交通事故の刑事記録の取り寄せ方
1 弁護士法23条の2に基づく照会(以下「23条照会」といいます)
1 物件事故の場合
物件事故の場合は、過失運転致傷罪等による送致がなされていないのが通例なので、管轄の警察署(名古屋地区では基本的に西警察署、中警察署、中村警察署)に対して、物件事故報告書等を取り付けることが考えられます。
その際は、どの事故であるのか、人身事故か物件事故か等を特定する必要があるので、交通事故証明書の提出は必須です。
なお、23条照会の場合は、警察側が個人情報保護条例などを理由に開示に応じないところが散見されます。
2 人身事故の場合
人身事故の場合には、交通事故の現場の見分状況図、当事者や目撃者などの供述調書などがあります。
通常は、検察(名古屋地区であれば基本的に名古屋地方検察庁)に送致されているので、管轄の検察に対して前記23条照会等をかけていくことになります。
第1のステップは送致番号の確認です。
これは管轄の警察署に照会をかけることで判明します。
第2のステップは検察における整理番号(いわゆる検番)と起訴・不起訴の確認です。
これは送致番号を添付して検察に照会をかけることで判明します。
第3のステップは刑事記録の取り付けです。
これは検番と処分内容等を添付して検察に開示・謄写を求めていくことになります。
なお、人身事故といってもほとんどが不起訴となっているため、23条照会で開示される刑事記録は現場の見分状況図のみというのが一般的です。
2 裁判上の手段
裁判上の手段としては、民事訴訟法226条に基づく文書送付嘱託や同法223条1項に基づく文書提出命令などが用意されています。

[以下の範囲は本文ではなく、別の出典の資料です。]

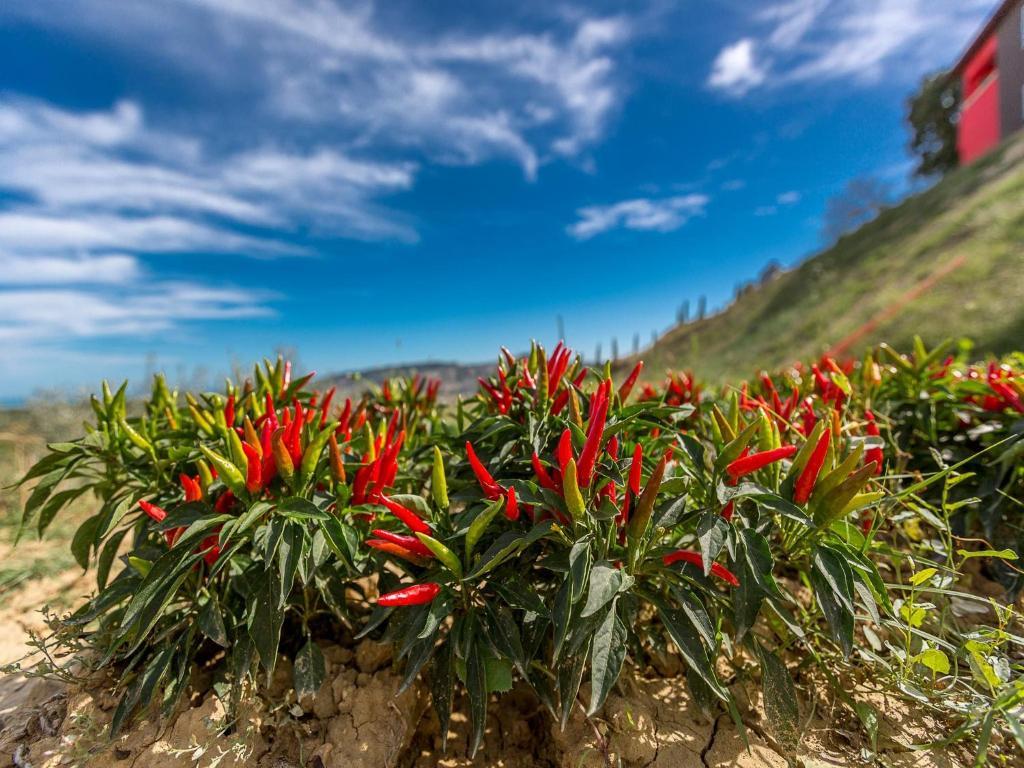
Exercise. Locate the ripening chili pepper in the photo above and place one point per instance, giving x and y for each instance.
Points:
(694, 558)
(438, 483)
(809, 475)
(631, 380)
(491, 488)
(210, 549)
(326, 407)
(411, 543)
(254, 469)
(612, 448)
(754, 462)
(511, 505)
(599, 413)
(563, 452)
(418, 594)
(397, 550)
(543, 476)
(563, 397)
(636, 468)
(412, 520)
(876, 455)
(570, 492)
(645, 504)
(156, 513)
(192, 487)
(283, 460)
(337, 465)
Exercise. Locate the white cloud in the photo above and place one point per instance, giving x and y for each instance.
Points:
(660, 215)
(47, 270)
(735, 70)
(857, 40)
(51, 313)
(458, 95)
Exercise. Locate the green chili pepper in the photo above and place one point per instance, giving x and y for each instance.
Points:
(446, 557)
(438, 484)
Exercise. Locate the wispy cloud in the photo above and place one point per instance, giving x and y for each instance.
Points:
(857, 40)
(735, 71)
(662, 215)
(458, 96)
(54, 313)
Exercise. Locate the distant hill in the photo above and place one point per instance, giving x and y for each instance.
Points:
(947, 262)
(457, 378)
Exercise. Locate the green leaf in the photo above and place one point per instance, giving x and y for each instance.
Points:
(441, 686)
(934, 659)
(211, 622)
(479, 524)
(476, 687)
(140, 564)
(309, 670)
(687, 640)
(54, 504)
(923, 576)
(342, 540)
(81, 545)
(605, 582)
(265, 619)
(580, 560)
(507, 545)
(569, 678)
(607, 653)
(1001, 554)
(781, 708)
(712, 532)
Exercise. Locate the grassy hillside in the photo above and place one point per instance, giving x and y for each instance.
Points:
(946, 262)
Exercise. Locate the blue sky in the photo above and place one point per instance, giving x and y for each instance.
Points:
(190, 183)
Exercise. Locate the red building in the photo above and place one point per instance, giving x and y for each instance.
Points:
(991, 73)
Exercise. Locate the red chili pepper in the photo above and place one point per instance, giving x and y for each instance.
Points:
(409, 542)
(876, 455)
(194, 492)
(326, 407)
(254, 470)
(491, 488)
(210, 549)
(727, 511)
(418, 594)
(397, 550)
(413, 521)
(694, 558)
(612, 448)
(627, 387)
(155, 512)
(563, 397)
(542, 474)
(636, 468)
(511, 505)
(563, 452)
(754, 462)
(809, 475)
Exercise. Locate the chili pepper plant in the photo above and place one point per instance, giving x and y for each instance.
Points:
(557, 528)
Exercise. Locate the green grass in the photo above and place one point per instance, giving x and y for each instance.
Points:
(975, 214)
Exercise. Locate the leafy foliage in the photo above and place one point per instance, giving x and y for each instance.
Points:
(554, 529)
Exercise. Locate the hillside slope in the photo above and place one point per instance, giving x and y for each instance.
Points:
(948, 262)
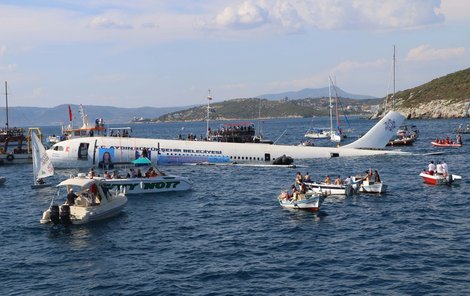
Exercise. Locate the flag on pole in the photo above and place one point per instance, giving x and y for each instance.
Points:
(70, 113)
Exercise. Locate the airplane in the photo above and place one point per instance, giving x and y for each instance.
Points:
(105, 151)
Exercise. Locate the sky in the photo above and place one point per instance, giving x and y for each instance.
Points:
(170, 53)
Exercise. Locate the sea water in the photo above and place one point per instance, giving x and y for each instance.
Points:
(229, 236)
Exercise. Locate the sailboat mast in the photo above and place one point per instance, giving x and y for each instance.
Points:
(6, 105)
(331, 107)
(209, 98)
(393, 97)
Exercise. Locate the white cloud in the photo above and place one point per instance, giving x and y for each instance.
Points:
(426, 53)
(7, 67)
(246, 16)
(101, 22)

裁判上の手段を用いるメリットは、23条照会では開示に応じない資料、または黒塗りにされている箇所が開示される可能性が生じるという点です。
しかし問題は、裁判所に文書送付嘱託等の必要性を認めてもらえるかという点です。
特に文書提出命令については、そこまでするのかという疑問を投げかけられることが多いように思います。
また、もう1つの問題として、開示される部分が当方に有利となるか不利となるかわからないという点が挙げられます。
そのため、前記のリスクも踏まえて、弁護士・依頼者間で文書送付嘱託等を用いるかどうかを協議する必要があります。